In its 60-plus years of existence, PACE's role as a "human rights watchdog", a motor of ideas and a forum for debate has triggered positive change, defused conflict, and helped to steer the continent towards an ever-evolving set of shared values.
Among the Assembly's most important achievements are:
Since 1989, the Assembly has used its power of veto over new member states to insist that all countries joining the Council of Europe should cease executions and pledge to abolish the death penalty. Today the continent is a "death-penalty-free zone" thanks to the Assembly's principled stand on one of the most fundamental human rights: the right to life.
After the dramatic changes of 1989, the Assembly led the way in welcoming former Communist countries into the democratic family of nations. It created "Special Guest" status – a first step towards membership – which allowed parliamentary delegations from these countries to attend and speak at meetings of the Assembly. It was a visionary step, paving the way for the historic reconciliation of European nations, so long divided by the Cold War, "under one roof".
It was the Parliamentary Assembly which first adopted the blue flag with a circle of golden stars, and the arrangement of Ludwig van Beethoven's "Ode to Joy", as symbols for Europe. Both were later taken up by the European Union and are commonly thought of as EU symbols when in fact they also represent the wider circle of nations that is the Council of Europe.
Around 40 per cent of the Council of Europe's 200-plus conventions – or multilateral treaties – were inspired by the Assembly, in turn generating a host of new national laws or changes to existing ones. The European Convention on Human Rights is the most well-known of the Conventions, but there have been many others, including recent ones to help national minorities or protect women against domestic violence. PACE can press for improvements as these texts are being drafted, and must be consulted before they enter into force, helping to improve national law and practice across Europe.

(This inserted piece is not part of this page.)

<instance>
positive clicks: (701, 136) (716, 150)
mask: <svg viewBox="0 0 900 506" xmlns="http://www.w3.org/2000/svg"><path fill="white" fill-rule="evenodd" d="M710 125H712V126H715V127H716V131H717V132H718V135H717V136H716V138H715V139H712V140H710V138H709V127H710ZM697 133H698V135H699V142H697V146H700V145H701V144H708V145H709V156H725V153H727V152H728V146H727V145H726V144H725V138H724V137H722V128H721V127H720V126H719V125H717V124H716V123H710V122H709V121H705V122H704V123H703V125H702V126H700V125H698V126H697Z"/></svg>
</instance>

The Assembly has sought to hold debates on major social issues dividing Europeans, and seeks to advance the rights of minorities such as the Roma or lesbian and gay people. It has also dealt with painful issues such as the war between Russia and Georgia, or the crimes of Communism. Such high-profile debates over difficult questions have helped to forge Europe-wide consensus or encourage reconciliation.
The Assembly has sought to pioneer gender equality both in its own ranks and on the European Court of Human Rights. It has required parliaments to include at least one woman representative in their national delegation to the Assembly, and insists that at least one of the three candidates for each post as judge on the Court must come from "the under-represented sex", unless there are exceptional circumstances. As a result, more than a third of the judges on today's Court are women.
Bringing former enemies together after the second world war was just the beginning. PACE's unique model of dialogue has helped to heal wounds ever since – and its role as a ‘pressure valve' continues to defuse potential conflict.
Revelations in hard-hitting reports by PACE – on CIA secret prisons, the trafficking of human organs, or migrants "left to die" after their distress calls were ignored – have generated headlines worldwide, driving public anger and kick-starting national probes.
The Assembly has used its privileged links with national parliaments to drive forward Europe-wide campaigns on issues such as domestic violence or sexual abuse of children, helping to stimulate new laws across the continent and raise awareness.
Many members of the Assembly have gone on to attain high political office in their home countries, carrying Council of Europe values into the heart of government as Presidents and Prime Ministers.